I was leaving Lowes, happy that I was only going to have to go there once for this project, when I looked up and saw a large header off to the south. I figured that it was the hills south of town burning an area that usually provides pretty good photography and is only 15 minutes or so from my home.
As I had nothing going that couldn't be done the next day, I headed for the hills. When I got closer to the hills, I saw that the fire was probably in the next set of hills, a little farther south. Only another 15 minutes or so farther, what the heck - it's just gas.
Of course as I got closer, the fire got farther. It ended up being in Lake Elsinore, an area I hardly ever go to to photograph fires. I got through the CHP roadblock and saw that CalFire/Riverside County had things pretty much in hand.
A traffic accident on the freeway had ignited a brush fire that had spread pretty rapidly. I think it got up to around 25 acres or so before being contained. A lot of exposures had kept the county folks busy. When I got there, the most active area was an equipment/material storage area that had been ignited by the brush fire. A pile of large tractor tires and another large area of plastic drainage pipe was going pretty good and sending a billowing column of black smoke into the air. A great opportunity for me.
Though no units from my department were there, I got a few decent shots of the county getting it done.
As all of this stuff was in the middle of the burn, it probably wasn't as critical as controlling the spread of the fire. About the time it became top priority, I was able to get there.

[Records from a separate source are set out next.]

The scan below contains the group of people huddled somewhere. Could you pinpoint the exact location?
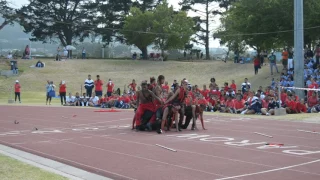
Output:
[43,72,320,133]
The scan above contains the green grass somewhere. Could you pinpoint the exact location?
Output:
[0,154,68,180]
[0,59,279,104]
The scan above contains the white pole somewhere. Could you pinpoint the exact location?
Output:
[294,0,304,98]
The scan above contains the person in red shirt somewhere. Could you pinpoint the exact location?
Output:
[162,81,170,93]
[94,75,103,97]
[107,79,114,97]
[296,99,307,113]
[59,81,67,105]
[308,91,318,109]
[230,80,237,92]
[253,56,260,75]
[200,85,210,99]
[231,94,246,114]
[14,80,21,103]
[308,78,319,97]
[286,96,297,114]
[128,79,137,93]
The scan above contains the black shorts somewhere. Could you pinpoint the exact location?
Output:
[96,91,102,97]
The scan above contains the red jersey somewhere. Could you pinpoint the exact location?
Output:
[287,101,297,111]
[200,89,210,98]
[296,103,307,113]
[225,100,233,108]
[262,100,269,109]
[233,99,245,109]
[162,85,169,92]
[107,82,114,92]
[94,80,103,91]
[308,96,318,107]
[230,84,237,92]
[129,83,137,91]
[59,84,67,93]
[14,84,21,92]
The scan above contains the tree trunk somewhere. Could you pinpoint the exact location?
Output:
[205,0,210,60]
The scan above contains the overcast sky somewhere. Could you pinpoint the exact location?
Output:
[9,0,220,47]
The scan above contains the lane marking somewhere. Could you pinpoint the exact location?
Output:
[216,159,320,180]
[254,132,273,138]
[297,129,320,134]
[156,144,177,152]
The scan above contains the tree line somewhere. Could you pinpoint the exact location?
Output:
[0,0,320,59]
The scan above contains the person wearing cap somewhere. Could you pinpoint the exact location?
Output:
[94,75,103,97]
[14,80,21,103]
[59,81,67,105]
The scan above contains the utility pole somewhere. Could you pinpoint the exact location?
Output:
[294,0,304,99]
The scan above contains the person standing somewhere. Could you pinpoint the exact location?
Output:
[14,80,21,103]
[107,79,114,97]
[46,81,55,105]
[314,44,320,66]
[268,52,279,75]
[253,57,260,75]
[59,81,67,105]
[84,74,94,97]
[94,75,103,97]
[82,47,86,59]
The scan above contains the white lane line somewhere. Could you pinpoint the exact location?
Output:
[297,129,320,134]
[156,144,177,152]
[216,159,320,180]
[254,132,273,138]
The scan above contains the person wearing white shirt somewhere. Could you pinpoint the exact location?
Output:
[66,93,75,106]
[89,93,99,107]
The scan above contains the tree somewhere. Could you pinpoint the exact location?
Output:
[121,7,155,59]
[180,0,235,59]
[0,0,17,30]
[152,1,195,56]
[19,0,98,46]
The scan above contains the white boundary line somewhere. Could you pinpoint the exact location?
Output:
[297,129,320,134]
[254,132,273,138]
[216,159,320,180]
[156,144,177,152]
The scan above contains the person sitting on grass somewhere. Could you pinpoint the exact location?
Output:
[89,93,100,107]
[81,93,89,106]
[74,92,81,106]
[231,94,246,114]
[65,93,75,106]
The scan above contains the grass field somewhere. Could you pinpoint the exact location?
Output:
[0,154,68,180]
[0,60,279,104]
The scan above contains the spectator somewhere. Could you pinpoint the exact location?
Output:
[89,93,100,107]
[82,47,86,59]
[84,74,94,97]
[314,44,320,66]
[253,56,261,75]
[230,80,237,92]
[282,49,289,69]
[74,92,81,106]
[59,81,67,105]
[107,79,114,97]
[65,93,75,106]
[7,52,13,60]
[269,52,279,75]
[241,78,251,93]
[94,75,103,96]
[46,81,56,105]
[14,80,21,103]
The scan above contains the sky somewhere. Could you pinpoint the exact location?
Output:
[8,0,221,48]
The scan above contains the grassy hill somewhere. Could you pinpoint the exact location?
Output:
[0,59,279,103]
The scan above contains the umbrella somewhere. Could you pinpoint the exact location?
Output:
[66,45,77,50]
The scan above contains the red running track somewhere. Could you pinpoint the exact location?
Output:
[0,106,320,180]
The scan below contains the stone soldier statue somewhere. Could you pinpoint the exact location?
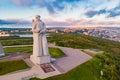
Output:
[0,43,5,56]
[32,15,50,64]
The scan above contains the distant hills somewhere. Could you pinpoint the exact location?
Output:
[0,19,30,25]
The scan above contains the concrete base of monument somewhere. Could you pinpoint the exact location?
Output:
[30,55,51,65]
[0,53,5,56]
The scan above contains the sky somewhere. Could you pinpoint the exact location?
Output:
[0,0,120,27]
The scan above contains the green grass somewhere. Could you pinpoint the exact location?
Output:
[30,57,104,80]
[49,48,65,58]
[4,46,65,58]
[0,60,30,75]
[4,46,32,54]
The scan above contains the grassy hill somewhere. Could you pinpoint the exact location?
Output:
[0,34,120,80]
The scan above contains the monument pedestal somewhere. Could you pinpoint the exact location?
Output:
[30,55,51,65]
[0,53,5,56]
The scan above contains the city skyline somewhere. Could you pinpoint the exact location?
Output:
[0,0,120,27]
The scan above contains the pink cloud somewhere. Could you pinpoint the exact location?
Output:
[12,0,32,6]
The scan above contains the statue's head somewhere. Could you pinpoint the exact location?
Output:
[35,15,40,21]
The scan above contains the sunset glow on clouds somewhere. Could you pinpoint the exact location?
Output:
[0,0,120,26]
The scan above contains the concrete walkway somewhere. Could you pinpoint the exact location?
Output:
[0,45,92,80]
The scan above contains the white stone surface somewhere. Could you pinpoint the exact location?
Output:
[0,43,5,56]
[30,15,50,64]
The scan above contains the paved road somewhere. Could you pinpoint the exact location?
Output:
[0,45,92,80]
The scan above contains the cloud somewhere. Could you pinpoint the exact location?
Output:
[85,6,120,17]
[12,0,32,7]
[0,19,30,24]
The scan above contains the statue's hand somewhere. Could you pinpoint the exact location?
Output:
[40,31,45,34]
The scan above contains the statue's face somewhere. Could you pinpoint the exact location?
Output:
[36,15,40,20]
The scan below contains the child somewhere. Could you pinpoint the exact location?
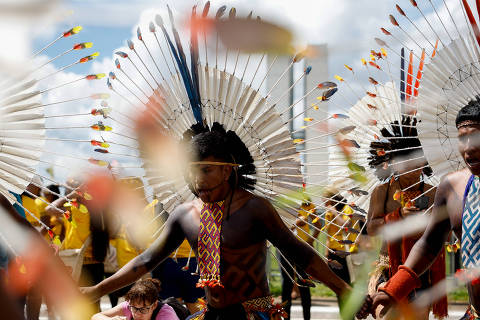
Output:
[91,278,179,320]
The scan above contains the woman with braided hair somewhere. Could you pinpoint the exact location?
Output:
[367,116,447,319]
[84,123,350,320]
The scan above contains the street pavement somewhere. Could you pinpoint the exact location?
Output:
[40,297,467,320]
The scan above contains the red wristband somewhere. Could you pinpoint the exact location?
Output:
[378,266,422,302]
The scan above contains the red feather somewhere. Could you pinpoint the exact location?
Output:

A pretty long lay from a hydrant allowed them to use a master stream, though the piled up material presented a challenge.

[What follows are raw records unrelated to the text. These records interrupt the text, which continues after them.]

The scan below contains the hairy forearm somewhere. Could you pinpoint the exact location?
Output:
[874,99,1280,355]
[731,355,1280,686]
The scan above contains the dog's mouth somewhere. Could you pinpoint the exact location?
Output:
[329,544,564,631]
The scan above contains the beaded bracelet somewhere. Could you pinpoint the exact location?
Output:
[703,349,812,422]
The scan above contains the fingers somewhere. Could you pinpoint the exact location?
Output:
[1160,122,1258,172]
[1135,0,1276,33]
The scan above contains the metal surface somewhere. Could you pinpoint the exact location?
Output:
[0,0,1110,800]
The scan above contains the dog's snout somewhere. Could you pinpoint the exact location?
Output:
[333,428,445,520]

Fortunately, they had the right tools for the job.
CalFire operates a bunch of dozers throughout the state, there are a couple in our county. They are a great tool to have.

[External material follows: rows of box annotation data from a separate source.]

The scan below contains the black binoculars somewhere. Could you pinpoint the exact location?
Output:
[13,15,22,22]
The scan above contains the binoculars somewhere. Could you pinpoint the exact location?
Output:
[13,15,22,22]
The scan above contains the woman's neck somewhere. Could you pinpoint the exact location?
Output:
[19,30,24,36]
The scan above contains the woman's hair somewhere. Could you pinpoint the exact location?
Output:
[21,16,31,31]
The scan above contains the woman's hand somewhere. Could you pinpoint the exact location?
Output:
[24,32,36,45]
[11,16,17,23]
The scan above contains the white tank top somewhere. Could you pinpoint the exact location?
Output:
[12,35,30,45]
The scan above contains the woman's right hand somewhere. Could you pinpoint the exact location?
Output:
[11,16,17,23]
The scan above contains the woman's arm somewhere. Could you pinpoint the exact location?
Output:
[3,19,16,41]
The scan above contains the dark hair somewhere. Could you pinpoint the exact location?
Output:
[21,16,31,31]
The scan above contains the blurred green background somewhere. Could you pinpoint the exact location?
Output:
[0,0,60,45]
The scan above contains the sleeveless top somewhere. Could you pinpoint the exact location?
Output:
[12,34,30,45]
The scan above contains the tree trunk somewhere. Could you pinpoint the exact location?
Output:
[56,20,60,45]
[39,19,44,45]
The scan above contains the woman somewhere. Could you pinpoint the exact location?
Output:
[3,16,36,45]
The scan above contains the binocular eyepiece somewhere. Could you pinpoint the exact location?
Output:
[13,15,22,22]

CalFire also operates helicopters, two of which were on this fire. This is my favorite shot of the day, copter 902 dropping on the burning tires.
As the opportunity for dramatic images waned, so did my desire to be there. I was getting tired and thirsty, so I drove the 45 minutes back home. Mop-up on this fire took many hours, I'm guessin' there were units ther till midnight or so. Better them than me - poor bastards.
Though it was my misjudgement on where this fire actually was that got me there, I'm glad I went. It was worth the drive.